Some animals are active after surgery, while others are quiet. It is very important that you limit your pet's activity for the next 7-10 days. No running, jumping, playing, swimming, or other strenuous activity during the 7-10 day recovery period. Pets must be kept indoors where they can stay clean, dry, and warm. Do not bathe your pet during the recovery period. Dogs must be walked on a leash and cats must be kept inside. Keep your pet quiet. Dogs and female cats have internal and external sutures that provide strength to the tissue as they heal. Any strenuous activity could disrupt this healing process.

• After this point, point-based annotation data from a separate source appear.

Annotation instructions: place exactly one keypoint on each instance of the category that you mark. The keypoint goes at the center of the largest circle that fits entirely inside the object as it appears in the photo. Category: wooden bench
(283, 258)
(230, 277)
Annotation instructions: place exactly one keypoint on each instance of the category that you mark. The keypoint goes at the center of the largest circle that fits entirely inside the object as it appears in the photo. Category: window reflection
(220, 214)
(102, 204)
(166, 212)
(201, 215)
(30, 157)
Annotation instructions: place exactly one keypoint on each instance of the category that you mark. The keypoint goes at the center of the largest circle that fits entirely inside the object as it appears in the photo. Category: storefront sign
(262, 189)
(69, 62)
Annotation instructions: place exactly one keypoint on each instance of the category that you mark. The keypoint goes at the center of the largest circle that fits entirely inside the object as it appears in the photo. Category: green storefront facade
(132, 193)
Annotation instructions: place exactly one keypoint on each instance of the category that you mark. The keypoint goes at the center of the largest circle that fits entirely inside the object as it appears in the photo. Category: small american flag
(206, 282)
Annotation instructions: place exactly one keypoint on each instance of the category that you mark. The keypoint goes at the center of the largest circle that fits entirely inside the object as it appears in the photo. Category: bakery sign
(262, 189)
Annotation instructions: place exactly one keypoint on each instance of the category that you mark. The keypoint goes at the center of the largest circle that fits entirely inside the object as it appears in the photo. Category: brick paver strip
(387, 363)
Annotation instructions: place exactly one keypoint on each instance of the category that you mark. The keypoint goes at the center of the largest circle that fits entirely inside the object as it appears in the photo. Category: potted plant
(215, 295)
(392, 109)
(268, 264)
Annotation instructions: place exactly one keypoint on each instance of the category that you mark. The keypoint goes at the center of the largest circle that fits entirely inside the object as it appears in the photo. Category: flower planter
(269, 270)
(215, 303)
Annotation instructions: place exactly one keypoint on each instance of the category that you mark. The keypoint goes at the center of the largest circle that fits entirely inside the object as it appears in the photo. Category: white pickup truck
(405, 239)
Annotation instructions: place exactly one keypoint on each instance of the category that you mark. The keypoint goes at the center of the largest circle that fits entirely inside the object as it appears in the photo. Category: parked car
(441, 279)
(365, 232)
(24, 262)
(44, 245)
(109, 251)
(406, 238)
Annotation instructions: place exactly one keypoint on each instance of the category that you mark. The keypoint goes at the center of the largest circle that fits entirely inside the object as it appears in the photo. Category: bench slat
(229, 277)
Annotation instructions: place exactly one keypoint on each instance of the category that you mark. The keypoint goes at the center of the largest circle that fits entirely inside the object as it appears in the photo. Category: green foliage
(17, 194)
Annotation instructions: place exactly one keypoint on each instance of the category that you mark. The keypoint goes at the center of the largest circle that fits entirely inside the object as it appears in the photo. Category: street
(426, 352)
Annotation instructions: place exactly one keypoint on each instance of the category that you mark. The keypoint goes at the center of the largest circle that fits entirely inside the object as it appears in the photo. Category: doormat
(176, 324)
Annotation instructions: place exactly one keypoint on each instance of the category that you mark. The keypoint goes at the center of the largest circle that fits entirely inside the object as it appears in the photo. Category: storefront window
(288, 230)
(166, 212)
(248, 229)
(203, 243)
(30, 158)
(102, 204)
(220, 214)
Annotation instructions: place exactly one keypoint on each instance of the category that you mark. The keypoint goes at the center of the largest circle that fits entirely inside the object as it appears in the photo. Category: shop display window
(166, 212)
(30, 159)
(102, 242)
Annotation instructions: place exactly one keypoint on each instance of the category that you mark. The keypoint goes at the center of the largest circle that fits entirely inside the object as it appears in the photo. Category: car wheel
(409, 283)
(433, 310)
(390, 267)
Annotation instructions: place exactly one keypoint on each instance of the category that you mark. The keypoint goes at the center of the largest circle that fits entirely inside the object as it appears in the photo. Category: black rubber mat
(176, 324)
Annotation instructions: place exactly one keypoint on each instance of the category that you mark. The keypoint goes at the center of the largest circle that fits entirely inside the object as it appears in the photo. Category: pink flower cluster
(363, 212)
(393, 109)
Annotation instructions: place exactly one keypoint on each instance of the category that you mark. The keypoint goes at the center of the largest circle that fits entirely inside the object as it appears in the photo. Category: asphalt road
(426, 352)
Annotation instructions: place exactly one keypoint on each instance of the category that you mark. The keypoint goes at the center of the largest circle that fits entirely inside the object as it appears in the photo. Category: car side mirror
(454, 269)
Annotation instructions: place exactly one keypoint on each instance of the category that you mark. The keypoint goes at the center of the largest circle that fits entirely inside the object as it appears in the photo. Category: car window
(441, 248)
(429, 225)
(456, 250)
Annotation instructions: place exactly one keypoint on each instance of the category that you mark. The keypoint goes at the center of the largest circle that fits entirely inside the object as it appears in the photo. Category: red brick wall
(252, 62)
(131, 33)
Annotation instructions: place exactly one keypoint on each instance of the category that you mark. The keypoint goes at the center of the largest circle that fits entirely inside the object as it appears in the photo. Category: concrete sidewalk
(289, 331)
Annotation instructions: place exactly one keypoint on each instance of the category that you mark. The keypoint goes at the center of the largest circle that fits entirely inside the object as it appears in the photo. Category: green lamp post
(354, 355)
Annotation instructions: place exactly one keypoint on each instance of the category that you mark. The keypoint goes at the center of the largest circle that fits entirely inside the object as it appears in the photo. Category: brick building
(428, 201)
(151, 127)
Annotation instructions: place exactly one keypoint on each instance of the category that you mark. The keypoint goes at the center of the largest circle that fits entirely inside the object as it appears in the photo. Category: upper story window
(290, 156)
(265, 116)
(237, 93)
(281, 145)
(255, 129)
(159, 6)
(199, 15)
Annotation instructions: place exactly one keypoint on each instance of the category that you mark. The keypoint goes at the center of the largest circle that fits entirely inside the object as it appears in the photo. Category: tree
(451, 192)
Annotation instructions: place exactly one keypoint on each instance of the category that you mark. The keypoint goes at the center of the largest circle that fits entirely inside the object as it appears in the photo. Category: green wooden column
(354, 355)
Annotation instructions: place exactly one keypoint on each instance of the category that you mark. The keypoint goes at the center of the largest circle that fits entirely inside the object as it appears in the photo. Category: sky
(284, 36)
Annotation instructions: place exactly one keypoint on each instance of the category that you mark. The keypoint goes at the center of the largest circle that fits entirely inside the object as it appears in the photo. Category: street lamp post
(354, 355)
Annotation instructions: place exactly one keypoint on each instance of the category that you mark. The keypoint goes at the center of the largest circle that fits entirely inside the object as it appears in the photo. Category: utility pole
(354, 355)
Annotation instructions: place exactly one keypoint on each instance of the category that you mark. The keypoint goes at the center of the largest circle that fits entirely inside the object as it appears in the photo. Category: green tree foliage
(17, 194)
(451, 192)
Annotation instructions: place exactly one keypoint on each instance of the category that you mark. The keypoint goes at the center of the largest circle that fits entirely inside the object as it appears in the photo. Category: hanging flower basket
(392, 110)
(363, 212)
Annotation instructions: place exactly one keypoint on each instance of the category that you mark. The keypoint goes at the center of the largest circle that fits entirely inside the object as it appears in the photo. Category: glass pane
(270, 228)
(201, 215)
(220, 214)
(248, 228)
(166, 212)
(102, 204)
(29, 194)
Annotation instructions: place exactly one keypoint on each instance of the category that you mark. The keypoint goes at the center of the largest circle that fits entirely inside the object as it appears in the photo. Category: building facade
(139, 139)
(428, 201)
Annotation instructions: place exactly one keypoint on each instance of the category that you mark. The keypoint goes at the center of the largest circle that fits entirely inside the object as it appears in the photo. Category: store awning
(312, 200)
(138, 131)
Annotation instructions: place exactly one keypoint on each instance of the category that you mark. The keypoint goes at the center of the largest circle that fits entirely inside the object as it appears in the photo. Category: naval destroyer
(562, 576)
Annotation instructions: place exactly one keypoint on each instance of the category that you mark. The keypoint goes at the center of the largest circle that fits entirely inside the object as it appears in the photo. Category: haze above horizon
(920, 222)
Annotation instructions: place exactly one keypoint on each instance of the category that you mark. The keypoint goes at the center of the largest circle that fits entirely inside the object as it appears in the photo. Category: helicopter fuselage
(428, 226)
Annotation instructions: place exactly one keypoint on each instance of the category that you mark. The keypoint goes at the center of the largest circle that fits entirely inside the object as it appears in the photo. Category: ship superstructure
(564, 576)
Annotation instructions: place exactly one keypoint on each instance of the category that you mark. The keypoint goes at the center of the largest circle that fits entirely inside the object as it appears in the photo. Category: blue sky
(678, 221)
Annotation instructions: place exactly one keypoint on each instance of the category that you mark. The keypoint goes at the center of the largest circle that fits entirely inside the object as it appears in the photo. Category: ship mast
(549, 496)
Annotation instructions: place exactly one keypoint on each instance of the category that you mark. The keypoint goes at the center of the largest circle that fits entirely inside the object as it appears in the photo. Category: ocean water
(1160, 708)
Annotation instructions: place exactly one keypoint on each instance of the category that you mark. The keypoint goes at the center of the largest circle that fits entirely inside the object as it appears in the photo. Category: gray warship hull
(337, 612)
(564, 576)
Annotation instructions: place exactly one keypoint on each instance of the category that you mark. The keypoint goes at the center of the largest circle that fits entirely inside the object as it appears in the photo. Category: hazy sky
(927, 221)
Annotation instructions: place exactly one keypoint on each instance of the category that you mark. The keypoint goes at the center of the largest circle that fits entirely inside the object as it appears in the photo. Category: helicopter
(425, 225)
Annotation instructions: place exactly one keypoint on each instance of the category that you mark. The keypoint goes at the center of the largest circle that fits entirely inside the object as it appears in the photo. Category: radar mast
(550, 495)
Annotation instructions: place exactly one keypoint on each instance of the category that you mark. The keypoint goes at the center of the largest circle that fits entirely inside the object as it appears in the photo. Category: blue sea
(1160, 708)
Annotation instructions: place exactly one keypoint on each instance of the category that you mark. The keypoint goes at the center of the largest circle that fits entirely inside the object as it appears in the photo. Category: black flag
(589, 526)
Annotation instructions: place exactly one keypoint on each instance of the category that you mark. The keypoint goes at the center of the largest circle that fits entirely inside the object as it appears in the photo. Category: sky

The healing process takes at least 7 days


Your pet has had a small snack the after surgery. Their appetite should return gradually within 24 hours of surgery. Lethargy lasting for more than 24 hours after surgery, diarrhea, or vomiting are not normal and you should contact us immediately. Do not change your pet's diet at this time and do not give junk food, table scraps, milk or any other people food for a period of one week. This could mask post-surgical complications.

Potential Complications

Spaying and neutering are very safe surgeries; however, complications can occur. Minimal redness and swelling should resolve within several days. If it persists longer, please contact us. Please contact us immediately if you notice any of the following:

• pale gums

• depression or listlessness

• vomiting

• diarrhea

• discharge or bleeding from the incision

• difficulty urinating

• labored breathing

If you have any questions or concerns directly related to the surgery during the recovery period, please call this office at (770) 304-7911 and press option 3 to reach the nurse line. If it is after hours, you can email and we will monitor email periodically to let you know if you should proceed to your nearest emergency clinic, or if it can wait until we have opened again. If there is an after-hours emergency, contact your regular veterinarian or you can contact SAVES at (770) 460-8166 or your local emergency clinic. If our veterinarian is available, the HELP Spay Neuter Clinic will treat at our clinic, at minimal cost, any post-op complications resulting directly from the surgery, if the above post-operative instructions are followed in full. HELP Spay/Neuter Clinic will not pay for services at another clinic. Your regular veterinarian must address diseases, illnesses or injuries that are not a direct result of surgery. Please call for an appointment as soon as you see cause for concern. We cannot be held responsible for complications resulting from failure to follow post-op instructions, for pre-existing conditions, age or health-related issues brought on by the surgery, or for contagious diseases for which the animal was not previously properly vaccinated.